Dana Peterson, chief economist at The Conference Board, a business research group, expects a "short but shallow" recession to begin in the last three months of this year. Stated. However, other factors can exacerbate the situation. If house prices begin to skyrocket, or if the war in Ukraine intensifies, oil and food prices will rise even higher. She also said her forecasts assume that some of the infrastructure spending enacted last year will begin to strengthen the economy and mitigate the slowdown.

"If you don't see it, you may see a deeper, longer-term recession," she said at POLITICO's "Women's Rules" event.

JPMorgan Chase Chief US Economist Michael Ferroli said the recession will begin this quarter with recent data showing that consumer spending, the biggest driver of GDP, is starting to slow down. Said there is a possibility.

"Things seem to make us lose altitude fairly quickly," he said.

Last week, the government confirmed that the economy had shrunk in the first three months of the year. And the Atlanta Federal Economic Growth Tracker points out the increased potential for shrinkage in the second quarter.

If that happens, it begins a fierce debate about whether the United States is already in recession. A recession is often defined as two consecutive quarters of negative GDP growth, but it is generally unofficial long after the recession begins until it is confirmed by the National Bureau of Economic Research. .. The Bureau defines a recessionas "a significant decline in economic activity that has spread throughout the economy and lasted for more than a few months." It does not set a specific time frame for consecutive quarters.

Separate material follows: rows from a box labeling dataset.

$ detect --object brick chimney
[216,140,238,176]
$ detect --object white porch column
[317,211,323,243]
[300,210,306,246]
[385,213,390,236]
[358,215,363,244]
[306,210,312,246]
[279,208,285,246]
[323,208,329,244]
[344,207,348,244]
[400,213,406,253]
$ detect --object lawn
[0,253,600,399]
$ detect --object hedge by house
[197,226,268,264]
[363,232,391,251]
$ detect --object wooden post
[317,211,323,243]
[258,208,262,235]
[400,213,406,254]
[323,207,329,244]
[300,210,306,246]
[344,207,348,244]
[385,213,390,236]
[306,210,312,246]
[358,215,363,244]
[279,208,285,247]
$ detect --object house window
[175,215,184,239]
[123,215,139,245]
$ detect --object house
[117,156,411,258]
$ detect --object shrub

Still, many of the factors contributing to the decline in GDP in recent months are technical in nature. Companies stock up on a lot of merchandise in the back room, so they don't add too much to their inventory. Economists question whether it is really a recession without the financial pain of significant unemployment.

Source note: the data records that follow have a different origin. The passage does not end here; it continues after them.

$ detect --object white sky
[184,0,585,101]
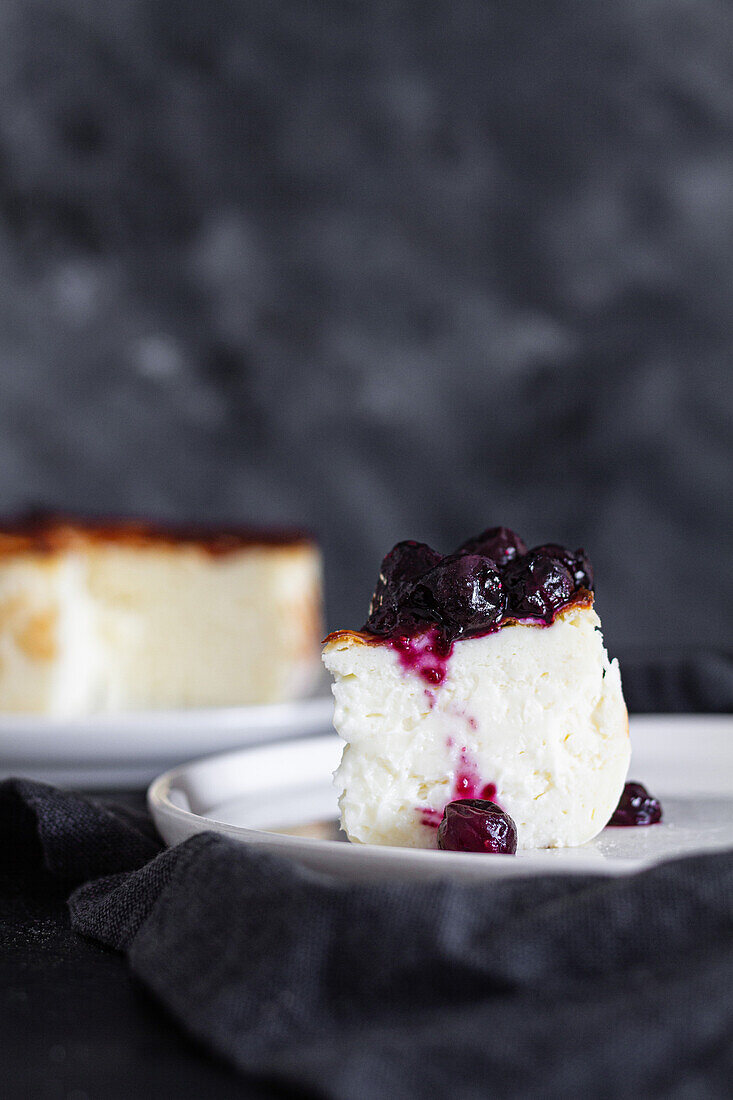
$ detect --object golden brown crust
[324,589,593,646]
[0,513,316,558]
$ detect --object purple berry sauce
[438,799,516,856]
[609,783,661,825]
[417,743,496,828]
[363,527,593,686]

White House officials said the fact that the United States has added an average of 400,000 jobs in the last three months is evidence that the economy is not in recession. The June Employment Statistics, due out on Friday, July 8, provide further clues as to the health of the employment market.

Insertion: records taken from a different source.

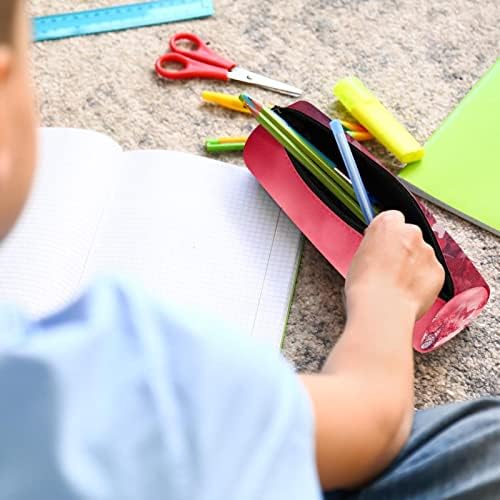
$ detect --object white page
[0,129,121,316]
[82,151,301,346]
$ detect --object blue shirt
[0,281,321,500]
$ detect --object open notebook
[0,129,301,347]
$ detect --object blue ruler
[33,0,214,42]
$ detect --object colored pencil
[240,94,364,222]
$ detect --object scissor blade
[228,66,302,97]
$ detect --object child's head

Democrat Himes said he thinks the Fed took too long to start raising rates. This is what many Republicans claim, but we believe the US economy can survive the future.

"There is no doubt that growth will slow as a result of the Fed's rising interest rates," he said. "But the unemployment rate of 3.6% is far from the ugly effects of the recession."

There is no guarantee that a recession will actually suffocate inflation, but subsequent unemployment will be priced. It will weaken the kind of personal consumption that is driving the surge. And the Fed's move has already sparked a backlash among some Democrats.

SenatorElizabeth Warren(D-Mass.) Is working aggressively to raise rates to combat inflation caused by events primarily unresolved by the central bank. Claims to be — supply chain obstacles and the Russian war against Ukraine. She said it wouldn't help the price very much and could hurt the economy.

"Inflation is like an illness, and medicines need to be tailored to specific problems, or things can get worse," she said. Told Powell in a hearing. "And for now, the Fed has no control over the main factors behind inflation."

EPI's Bivens said inflation expects inflation to slow naturally for many reasons. Rising food and energy prices reduce people's ability to buy other things, reduce government spending, and slow wage growth. He said the Federal Reserve shouldn't feel the need to trigger a recession to push prices down.

"They seem to be more hawkish than ever, just as they are approaching overkill," Bivens said.

But Charles Caromilis, a professor at the Columbia Business School who was Chief Economist at Banking Regulatory under former President Donald Trump, said more than the federal government is actually burning investors. I'm going to overcome inflation, which warned me that it should cause pain.

The best way to prevent the Federal Reserve from expecting sustained soaring prices is to "willingly have a real recession until inflation is subdued. "Indicate that you are doing".